Individual Submission Summary
Share...

Direct link:

The Evolution of Scientific Images in Early Modern Chinese Pictorials

Mon, June 22, 4:05 to 6:00pm, South Building, Floor: 9th Floor, S904

Abstract

Science is one of the keywords of modern history of China. There have been plenty of studies focused on the modern concept of science since the process of science was introduced into China, but few of them focus on visual materials.
Popular magazines such as Dianshizhai Pictorial as well as professional journals like Beiyang Academic Journal have published many scientific images throughout the late Qing Dynasty and during the Republican period. In terms of content and form, these scientific images are historical records which reflect the introduction into China of western thoughts. This paper will analyze the changing representation of science in modern Chinese pictorials by conducting a close reading of scientific images.
This paper seeks to discover how the science from the West gained legitimacy in China via its use of scientific images. To answer this question, inquiry will be carried out in three steps.

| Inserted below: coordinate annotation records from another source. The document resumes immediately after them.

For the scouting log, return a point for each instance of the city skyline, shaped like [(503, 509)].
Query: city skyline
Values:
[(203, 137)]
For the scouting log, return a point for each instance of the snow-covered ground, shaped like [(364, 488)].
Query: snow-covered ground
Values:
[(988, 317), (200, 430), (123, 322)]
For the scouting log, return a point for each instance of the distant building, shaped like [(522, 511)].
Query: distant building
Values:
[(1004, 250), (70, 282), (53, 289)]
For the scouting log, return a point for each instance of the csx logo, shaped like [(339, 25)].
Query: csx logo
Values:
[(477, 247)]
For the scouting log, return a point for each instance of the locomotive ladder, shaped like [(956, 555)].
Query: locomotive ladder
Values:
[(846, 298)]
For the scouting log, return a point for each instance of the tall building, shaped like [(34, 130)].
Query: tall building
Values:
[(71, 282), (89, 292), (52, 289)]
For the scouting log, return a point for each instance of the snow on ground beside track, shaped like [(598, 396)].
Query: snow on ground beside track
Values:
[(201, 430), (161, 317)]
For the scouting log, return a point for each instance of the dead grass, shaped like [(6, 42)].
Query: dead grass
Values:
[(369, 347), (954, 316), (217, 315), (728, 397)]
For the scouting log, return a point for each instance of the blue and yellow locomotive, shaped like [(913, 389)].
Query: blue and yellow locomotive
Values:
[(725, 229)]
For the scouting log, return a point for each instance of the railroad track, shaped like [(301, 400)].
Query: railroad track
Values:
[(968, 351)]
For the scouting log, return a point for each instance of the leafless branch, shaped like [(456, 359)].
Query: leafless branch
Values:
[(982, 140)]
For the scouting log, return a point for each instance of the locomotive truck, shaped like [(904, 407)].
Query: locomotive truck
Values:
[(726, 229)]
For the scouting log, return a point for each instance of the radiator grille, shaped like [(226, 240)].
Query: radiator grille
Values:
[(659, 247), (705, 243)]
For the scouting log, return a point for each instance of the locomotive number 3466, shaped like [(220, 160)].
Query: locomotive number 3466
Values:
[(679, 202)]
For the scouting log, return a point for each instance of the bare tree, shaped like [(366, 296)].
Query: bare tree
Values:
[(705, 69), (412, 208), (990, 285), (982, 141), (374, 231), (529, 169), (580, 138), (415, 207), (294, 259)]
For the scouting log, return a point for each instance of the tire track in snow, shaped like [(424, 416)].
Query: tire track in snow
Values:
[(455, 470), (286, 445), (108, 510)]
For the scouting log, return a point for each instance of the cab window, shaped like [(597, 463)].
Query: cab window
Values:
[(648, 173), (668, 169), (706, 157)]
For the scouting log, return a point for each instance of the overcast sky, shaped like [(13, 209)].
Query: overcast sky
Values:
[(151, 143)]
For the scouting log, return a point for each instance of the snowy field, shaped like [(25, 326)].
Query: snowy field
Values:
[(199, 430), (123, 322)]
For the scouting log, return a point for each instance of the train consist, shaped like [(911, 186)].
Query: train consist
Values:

Firstly, research will delineate types and characteristics of scientific images at that time. Secondly, it will compare and contrast various representational images. Finally, this paper will attempt to deduce that scientific images played crucial role in the introduction and legitimacy of science in China. On one hand, scientific images provided new objects for seeing the latest technologies, inventions and skills. On the other hands, scientific ways of seeing, such as the X-ray images, could be shown on the pictorials and later executed and repeated unconsciously by readers. Thus, scientific images not only lead the readers to see science as a spectacle, but also shaped readers’ minds by describing, illustrating and interpreting science.